Le deuxième moment décisif fait suite à ce que Thérèse appelle la « vision de l’enfer ». Il ne s’agit plus ici du passage par la mort, mais de l’expérience de la perdition dont elle se découvre délivrée par la miséricorde de Dieu. Suite à cette expérience, elle raconte comment une compagne lui a suggéré de fonder une communauté réformée. Le projet séduit Thérèse, mais elle a des craintes et ne parvient pas à s’y résoudre. Elle reçoit alors une parole intérieure du Seigneur lui intimant l’ordre de répondre positivement à cette demande : « Un jour où j’avais communié, le Seigneur me commanda vivement d’y travailler de toutes mes forces ; il me promit que le monastère se ferait sans aucun doute, que Dieu y serait très bien servi ; il me dit de le consacrer à saint Joseph, qui garderait l’une de nos portes, tandis que Notre-Dame garderait l’autre et que le Christ marcherait avec nous. » C’est comme si le Seigneur voulait cette fondation pour Saint Joseph.
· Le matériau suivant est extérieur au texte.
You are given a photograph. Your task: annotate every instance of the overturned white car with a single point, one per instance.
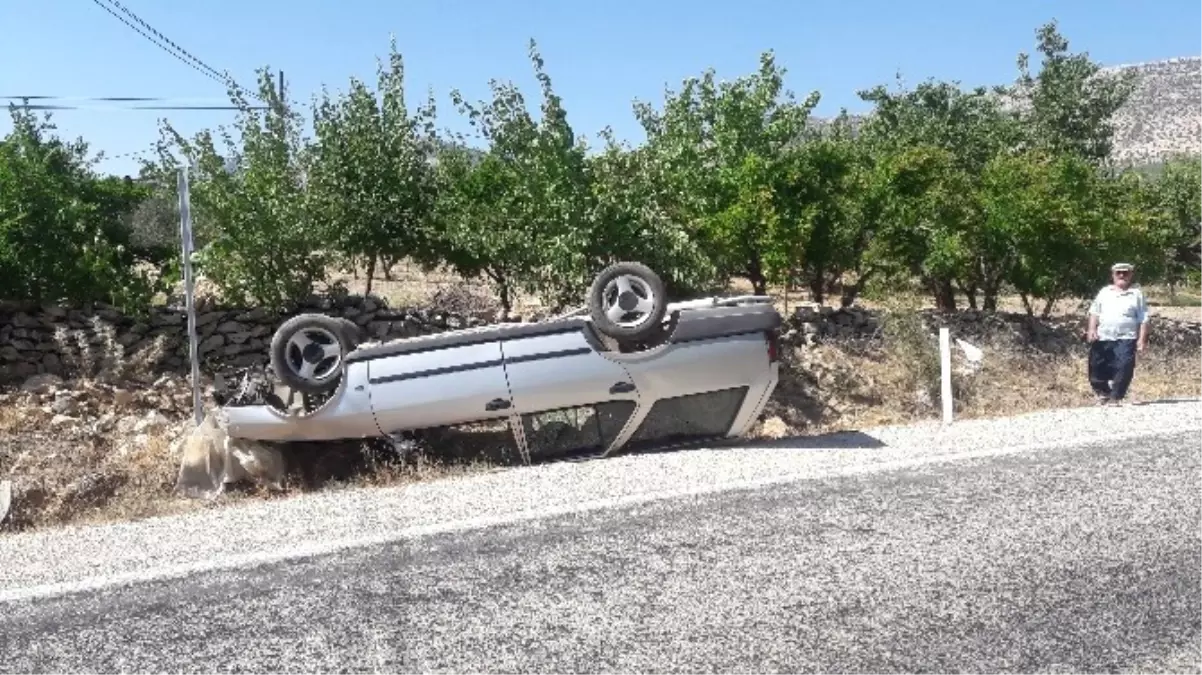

Alors que le Carmel se disait tout entier marial, le Seigneur veut qu’à présent il soit consacré à Saint Joseph tout autant qu’à Marie afin que lui-même puisse y demeurer comme en la Sainte Famille de Nazareth. Avec Marie, Joseph est l’icône évangélique dans laquelle nous découvrons ce que signifie vivre « dans l’obéissance à Jésus-Christ » selon l’expression de la Règle du Carmel. Mais cette grâce du Carmel doit être celle de toute l’Église, car c’est bien pour l’Église que Thérèse vit cette consécration à Saint Joseph. En 1628, le Chapitre général des Carmes déclare Saint Joseph patron de l’Ordre du Carmel, mais il faut attendre le 8 décembre 1870 pour que le pape Pie IX proclame le Patronage de saint Joseph sur l’Église universelle. Il le fit dans le cadre solennel du Concile Vatican I, seize ans exactement après la proclamation du dogme de l’Immaculée Conception de Marie. Si la vénération pour saint Joseph fait partie intégrante de la mission du Carmel, elle est devenue le bien de toute l’Église. En cette année, qui lui est spécialement consacrée, prenons à la suite de Thérèse Joseph, non seulement comme père et protecteur, mais aussi comme guide sûr dans notre vie de communion avec Jésus. Entrons avec Joseph dans le mystère de la vie humble et cachée de Nazareth pour découvrir en Jésus la source de la vie divine en notre humanité.